António Cotrim / Lusa

O PCP propôs e esta quinta-feira o parlamento recomendou que seja oferecido um exemplar da Constituição aos alunos a partir dos 12 anos, do 3.º ciclo do ensino básico ao secundário, para assinalar os 45 anos da Lei Fundamental.

A proposta de oferta, pelo parlamento, de um exemplar da Constituição da República Portuguesa foi feita pela bancada comunista num projeto de resolução apresentado em 1 de abril, véspera da data em que a lei foi aprovada pelos deputados à Assembleia Constituinte, em 2 de abril de 1976.

Na sessão, a Assembleia da República aprovou, por esmagadora maioria, da direita à esquerda, a proposta dos comunistas, que teve apenas a abstenção do deputado da Iniciativa Liberal, João Cotrim Figueiredo, e o voto contra do parlamentar do Chega, André Ventura.

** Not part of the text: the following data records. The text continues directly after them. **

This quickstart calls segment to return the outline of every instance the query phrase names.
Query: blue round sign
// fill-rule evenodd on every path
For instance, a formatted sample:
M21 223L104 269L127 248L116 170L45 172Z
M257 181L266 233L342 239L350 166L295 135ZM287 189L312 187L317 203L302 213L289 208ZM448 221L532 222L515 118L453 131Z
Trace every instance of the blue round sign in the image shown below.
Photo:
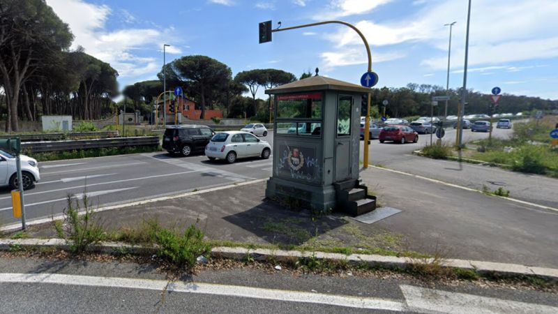
M378 83L378 75L374 72L366 72L361 77L361 85L372 87Z

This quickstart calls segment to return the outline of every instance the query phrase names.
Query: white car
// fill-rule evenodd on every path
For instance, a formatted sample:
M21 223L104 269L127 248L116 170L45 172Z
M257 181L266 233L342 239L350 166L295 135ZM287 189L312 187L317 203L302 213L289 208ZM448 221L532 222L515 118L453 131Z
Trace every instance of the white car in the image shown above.
M248 124L240 130L252 133L256 136L267 136L267 129L262 124Z
M37 160L25 155L20 155L20 159L22 165L23 188L27 190L33 188L35 183L40 179ZM12 190L17 189L19 186L17 172L15 156L0 150L0 185L10 186Z
M229 163L246 157L267 159L271 155L269 143L247 132L220 132L213 135L205 147L205 156L210 160L224 159Z

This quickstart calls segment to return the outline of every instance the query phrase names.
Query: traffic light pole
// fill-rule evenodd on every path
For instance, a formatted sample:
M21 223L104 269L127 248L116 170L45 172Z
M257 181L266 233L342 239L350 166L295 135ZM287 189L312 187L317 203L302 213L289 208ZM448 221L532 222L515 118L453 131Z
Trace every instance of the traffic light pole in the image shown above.
M318 22L317 23L311 23L311 24L305 24L303 25L298 25L294 26L291 27L286 27L284 29L273 29L271 32L276 31L289 31L291 29L301 29L303 27L311 27L314 26L318 25L324 25L326 24L341 24L345 26L347 26L352 29L354 31L356 31L361 38L362 41L364 43L364 45L366 47L366 53L368 56L368 72L372 72L372 53L370 52L370 47L368 45L368 42L366 40L366 38L364 37L364 35L354 25L347 23L343 21L324 21L324 22ZM368 167L368 140L370 140L370 101L372 99L372 93L368 93L368 110L366 112L366 120L364 125L365 130L366 132L364 132L364 156L363 156L363 167L366 169Z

“Num momento em que surgem forças políticas que põem em causa os valores da democracia, ganha especial importância o conhecimento da Constituição e a atualidade dos seus propósitos garantísticos da dignidade humana e da igualdade de todos na lei e na vida”, justificam os comunistas no texto que é assinado por Jerónimo de Sousa, líder do partido e um dos deputados à Constituinte.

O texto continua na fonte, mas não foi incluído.